The plaintiff in error, hereinafter called defendant, was convicted in the district court of Pittsburg county of rape in the first degree, and was sentenced *Page 398 to serve a term of 15 years in the state penitentiary.
The only contention made for a reversal is that the evidence is insufficient to sustain the judgment.
The offense charged is rape by force, under the fourth subdivision of section 1834, Comp. St. 1921. The record discloses that at the time charged prosecutrix was between 18 and 19 years old; defendant, a married man, was 23 years of age, lived about 50 feet from the home of prosecutrix. She testified that at the time charged and just previous to the act of intercourse she was at home alone. That she twice went to the home of defendant to borrow ingredients for some cooking she was doing, the trips being about 10 minutes apart, and on the latter occasion she informed defendant and his wife that her parents were not at home. That soon thereafter defendant came to her house, ostensibly to borrow a brace and bit. While she was looking for it defendant came in the house and they went in the kitchen and he there made advances and began an attempt to have intercourse with her, during which they scuffled into the summer porch, where he did accomplish an act of sexual intercourse. That defendant did not threaten her in any way. That she did not make any outcry or any noise, but did scratch defendant's face. That in accomplishing the intercourse he tore her dress, but she wore it until she went to church that evening. That she did not tell her mother until the next morning. Defendant testified the statement of prosecutrix that she was at home alone was by previous arrangement with her under which she had agreed that he was to visit her, and she was to inform him when her parents were not at home.
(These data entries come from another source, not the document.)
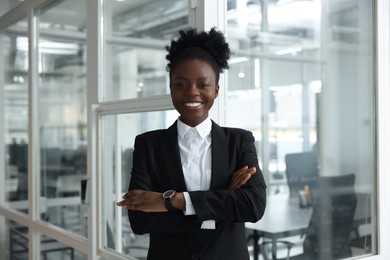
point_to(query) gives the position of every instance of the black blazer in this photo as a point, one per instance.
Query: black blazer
(157, 167)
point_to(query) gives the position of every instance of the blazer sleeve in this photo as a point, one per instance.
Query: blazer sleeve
(145, 165)
(246, 204)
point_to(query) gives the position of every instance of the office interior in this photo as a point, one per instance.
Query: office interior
(80, 79)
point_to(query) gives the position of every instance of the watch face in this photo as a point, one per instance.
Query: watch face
(168, 194)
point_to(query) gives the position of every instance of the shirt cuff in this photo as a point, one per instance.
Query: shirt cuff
(189, 207)
(208, 224)
(190, 210)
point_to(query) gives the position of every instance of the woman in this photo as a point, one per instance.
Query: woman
(195, 184)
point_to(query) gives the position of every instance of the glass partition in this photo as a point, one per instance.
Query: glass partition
(14, 44)
(6, 5)
(62, 111)
(302, 80)
(136, 33)
(116, 152)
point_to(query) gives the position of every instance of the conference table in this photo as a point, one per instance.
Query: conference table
(284, 217)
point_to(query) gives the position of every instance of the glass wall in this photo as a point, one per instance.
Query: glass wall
(302, 80)
(15, 99)
(117, 136)
(6, 5)
(136, 33)
(62, 111)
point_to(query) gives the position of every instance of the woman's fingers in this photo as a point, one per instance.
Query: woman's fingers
(241, 176)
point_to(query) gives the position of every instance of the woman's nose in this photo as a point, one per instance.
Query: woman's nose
(192, 90)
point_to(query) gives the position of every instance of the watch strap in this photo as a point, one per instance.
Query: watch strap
(168, 205)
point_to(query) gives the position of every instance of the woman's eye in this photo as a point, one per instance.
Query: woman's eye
(179, 85)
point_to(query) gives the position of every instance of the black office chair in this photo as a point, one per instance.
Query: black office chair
(334, 205)
(301, 170)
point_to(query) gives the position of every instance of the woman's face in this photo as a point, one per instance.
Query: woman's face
(193, 90)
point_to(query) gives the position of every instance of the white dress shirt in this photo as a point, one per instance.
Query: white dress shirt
(195, 154)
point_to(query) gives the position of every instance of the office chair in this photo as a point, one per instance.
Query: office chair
(301, 170)
(334, 205)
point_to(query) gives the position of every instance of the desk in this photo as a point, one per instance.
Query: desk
(282, 218)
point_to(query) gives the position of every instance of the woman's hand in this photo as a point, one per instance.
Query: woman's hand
(140, 200)
(241, 176)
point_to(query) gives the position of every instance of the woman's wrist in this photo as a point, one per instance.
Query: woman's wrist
(178, 201)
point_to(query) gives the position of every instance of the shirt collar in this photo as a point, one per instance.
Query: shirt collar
(203, 128)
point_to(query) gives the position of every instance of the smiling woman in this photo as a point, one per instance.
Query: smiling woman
(197, 182)
(193, 90)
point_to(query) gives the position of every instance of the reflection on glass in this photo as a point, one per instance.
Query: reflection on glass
(63, 113)
(18, 235)
(49, 247)
(309, 102)
(135, 37)
(117, 134)
(15, 63)
(6, 5)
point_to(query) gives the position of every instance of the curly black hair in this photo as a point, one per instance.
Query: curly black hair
(210, 47)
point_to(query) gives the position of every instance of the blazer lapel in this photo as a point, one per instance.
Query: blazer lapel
(172, 159)
(219, 163)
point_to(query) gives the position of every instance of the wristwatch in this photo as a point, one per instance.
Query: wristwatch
(167, 196)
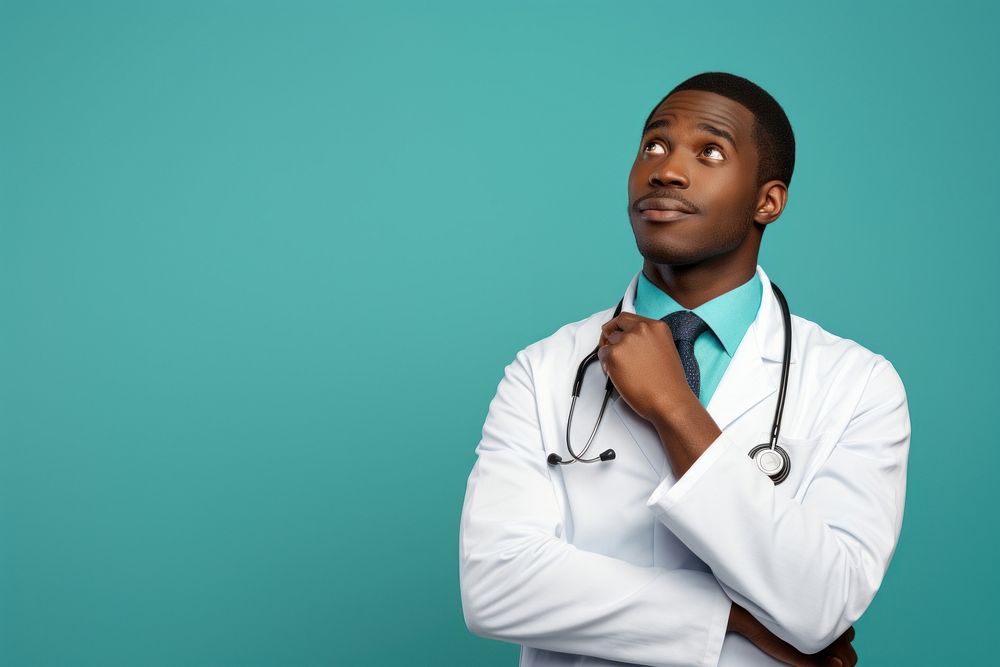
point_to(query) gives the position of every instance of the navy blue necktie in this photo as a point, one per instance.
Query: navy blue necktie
(686, 327)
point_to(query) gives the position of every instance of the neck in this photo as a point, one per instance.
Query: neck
(691, 285)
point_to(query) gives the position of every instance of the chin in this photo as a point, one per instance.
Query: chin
(669, 254)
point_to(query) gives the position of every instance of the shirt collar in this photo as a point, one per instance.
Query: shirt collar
(729, 315)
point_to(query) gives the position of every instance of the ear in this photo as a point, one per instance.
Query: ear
(771, 199)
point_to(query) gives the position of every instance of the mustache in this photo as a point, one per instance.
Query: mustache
(664, 194)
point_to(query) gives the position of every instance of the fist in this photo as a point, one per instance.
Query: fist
(639, 356)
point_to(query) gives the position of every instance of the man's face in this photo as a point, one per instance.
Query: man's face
(684, 162)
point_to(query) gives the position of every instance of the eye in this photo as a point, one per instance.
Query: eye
(716, 149)
(646, 146)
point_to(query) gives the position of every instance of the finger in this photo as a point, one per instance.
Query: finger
(624, 322)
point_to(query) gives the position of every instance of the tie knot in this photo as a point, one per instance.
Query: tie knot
(685, 325)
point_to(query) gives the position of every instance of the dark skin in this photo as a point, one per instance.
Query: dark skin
(694, 256)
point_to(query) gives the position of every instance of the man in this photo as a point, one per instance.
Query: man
(675, 548)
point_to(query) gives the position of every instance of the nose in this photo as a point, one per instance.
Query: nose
(670, 171)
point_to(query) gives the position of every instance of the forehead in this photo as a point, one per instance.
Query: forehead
(690, 107)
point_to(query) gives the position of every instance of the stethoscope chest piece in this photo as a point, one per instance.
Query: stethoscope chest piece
(772, 461)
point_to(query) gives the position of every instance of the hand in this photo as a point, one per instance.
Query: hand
(838, 654)
(639, 356)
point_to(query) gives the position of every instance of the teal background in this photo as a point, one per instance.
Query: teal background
(262, 266)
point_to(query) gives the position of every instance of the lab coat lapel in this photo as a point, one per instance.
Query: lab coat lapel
(752, 376)
(755, 370)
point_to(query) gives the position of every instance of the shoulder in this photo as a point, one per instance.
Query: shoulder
(570, 343)
(839, 361)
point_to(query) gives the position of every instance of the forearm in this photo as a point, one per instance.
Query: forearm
(529, 587)
(685, 428)
(805, 566)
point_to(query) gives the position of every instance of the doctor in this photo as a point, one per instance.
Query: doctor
(679, 550)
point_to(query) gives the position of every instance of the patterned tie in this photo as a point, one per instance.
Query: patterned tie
(686, 327)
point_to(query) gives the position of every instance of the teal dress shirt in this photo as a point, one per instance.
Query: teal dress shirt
(728, 317)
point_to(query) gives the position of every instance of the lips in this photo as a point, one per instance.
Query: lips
(663, 204)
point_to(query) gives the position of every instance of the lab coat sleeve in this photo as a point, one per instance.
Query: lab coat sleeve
(522, 582)
(805, 568)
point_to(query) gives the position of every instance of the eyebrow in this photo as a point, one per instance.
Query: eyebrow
(711, 129)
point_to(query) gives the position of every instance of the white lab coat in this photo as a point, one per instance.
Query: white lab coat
(619, 562)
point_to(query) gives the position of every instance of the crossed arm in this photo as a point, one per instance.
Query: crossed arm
(803, 572)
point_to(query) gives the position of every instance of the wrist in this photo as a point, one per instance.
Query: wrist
(737, 620)
(673, 409)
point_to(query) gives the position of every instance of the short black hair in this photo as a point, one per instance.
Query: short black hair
(771, 130)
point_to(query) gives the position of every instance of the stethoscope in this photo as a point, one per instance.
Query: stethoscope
(771, 459)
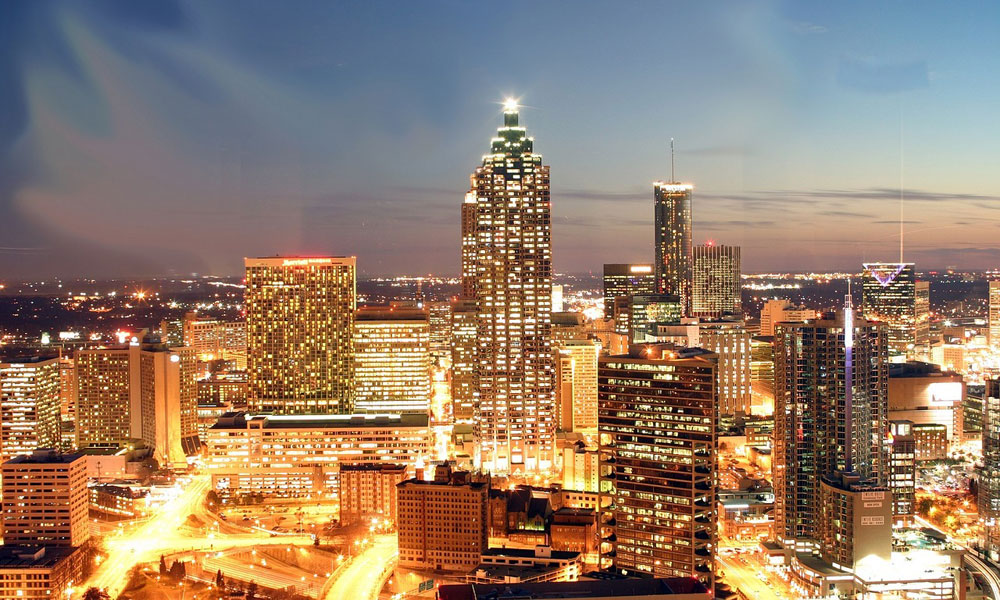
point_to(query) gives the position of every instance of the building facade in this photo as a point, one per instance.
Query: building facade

That he went to her house at the time he states and did have intercourse with her, but that it was with *Page 399 her voluntary consent. We deem it unnecessary to make further recital of the facts.
It is settled by many decisions of this court that a defendant may be convicted of rape upon the uncorroborated testimony of the woman. In a prosecution for rape by force overcoming resistance upon a woman above the age of consent, where the corroboration of the use of force is extremely slight and the testimony of the prosecutrix somewhat inconsistent and unsubstantial, this court will scrutinize the record with care. The age, surroundings, circumstances, situation, and conduct of the parties will be considered. Where no threats nor use of force are made to intimidate the female, where she is in easy call of others, if an outcry is made, and none is made, and no complaint is made for several hours, it appears improbable that any rape occurred, but rather that the intercourse was voluntary. MacLaurin v. State, 34 Okla. Cr. 324, 246 P. 669; State v. Hogg, 64 Or. 57, 129 P. 115; State v. Goodale,210 Mo. 275, 109 S.W. 9.
The conduct of defendant is despicable. No doubt the jury, justly indignant, felt he deserved punishment, and we sympathize with their desire to assess a penalty against him. In the light of the record, however, we are convinced the evidence of rape by force is insufficient to sustain the judgment, and the case must be, and is, reversed.
DAVENPORT, P. J., concurs. CHAPPELL, J., dissents.